In 2025, India removed the remaining foreign equity limits in the insurance sector, allowing foreign investors to own up to 100% of insurance companies (up from 74%). The rule requiring most board members in foreign-invested insurance firms to be resident Indian citizens was also abolished.
As a result, India’s STRI for insurance fell by 0.10, from 0.55 to 0.45, between 2024 and 2025. Lower STRI scores matter because reducing policy barriers to services trade directly lowers trade costs. This is significant since services trade faces higher costs than agriculture or manufacturing, especially in emerging economies (WTO, 2019[6]).
Using the Benz and Jaax (2020[7]) methodology, the estimated trade cost reduction of the 2025 reform for India’s insurance sector is about 25%. However, cutting services trade costs has broad benefits beyond services themselves. Services, such as telecommunications, transport, and financial services, are key inputs for manufacturing.

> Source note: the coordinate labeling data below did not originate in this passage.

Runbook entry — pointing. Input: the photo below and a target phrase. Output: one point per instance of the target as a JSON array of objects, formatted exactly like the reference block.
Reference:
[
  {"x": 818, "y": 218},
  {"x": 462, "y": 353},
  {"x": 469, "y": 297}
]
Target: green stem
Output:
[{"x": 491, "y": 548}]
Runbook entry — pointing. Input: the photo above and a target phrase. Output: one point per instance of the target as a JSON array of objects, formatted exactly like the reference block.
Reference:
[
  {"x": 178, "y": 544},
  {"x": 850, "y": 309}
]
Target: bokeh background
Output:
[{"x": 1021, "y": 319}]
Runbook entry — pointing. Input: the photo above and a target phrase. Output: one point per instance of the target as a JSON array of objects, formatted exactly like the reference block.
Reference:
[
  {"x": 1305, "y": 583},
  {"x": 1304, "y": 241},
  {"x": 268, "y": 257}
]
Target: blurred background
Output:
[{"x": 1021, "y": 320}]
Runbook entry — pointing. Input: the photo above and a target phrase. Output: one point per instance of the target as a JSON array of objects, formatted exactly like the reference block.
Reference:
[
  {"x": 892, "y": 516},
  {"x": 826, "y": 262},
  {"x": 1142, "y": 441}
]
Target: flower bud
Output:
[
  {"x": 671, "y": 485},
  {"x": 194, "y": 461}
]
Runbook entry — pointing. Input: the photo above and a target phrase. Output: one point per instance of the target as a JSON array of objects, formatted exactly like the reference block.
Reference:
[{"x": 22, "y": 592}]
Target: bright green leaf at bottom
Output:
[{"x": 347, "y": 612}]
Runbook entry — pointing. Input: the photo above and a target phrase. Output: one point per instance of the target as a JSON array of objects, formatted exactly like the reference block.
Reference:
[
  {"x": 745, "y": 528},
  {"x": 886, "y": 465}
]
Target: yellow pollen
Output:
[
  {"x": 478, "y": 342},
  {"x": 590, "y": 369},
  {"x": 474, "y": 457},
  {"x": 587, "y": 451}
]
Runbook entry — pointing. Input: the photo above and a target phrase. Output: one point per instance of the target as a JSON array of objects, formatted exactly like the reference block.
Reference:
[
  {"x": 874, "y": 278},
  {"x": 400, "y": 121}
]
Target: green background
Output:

Therefore, reducing services trade barriers helps manufacturers access global markets and obtain these inputs more efficiently, with potential gains in economic performance.
India’s reform in insurance can significantly enhance productivity in its downstream manufacturing sectors. Based on Benz et al. (2023[8]), it is estimated that reducing barriers to financial services trade is associated with an average 16% increase in labour productivity across manufacturing industries (Figure 9). Expected gains vary by sector, ranging from +4.5% in Motor vehicles, trailers and semi-trailers to +27.8% and +28.9% in Furniture and other manufacturing and Other non-metallic mineral products, respectively. Notably, productivity improvements are estimated at around +20% for Food and Beverages as well as Textiles, Leather, and Footwear.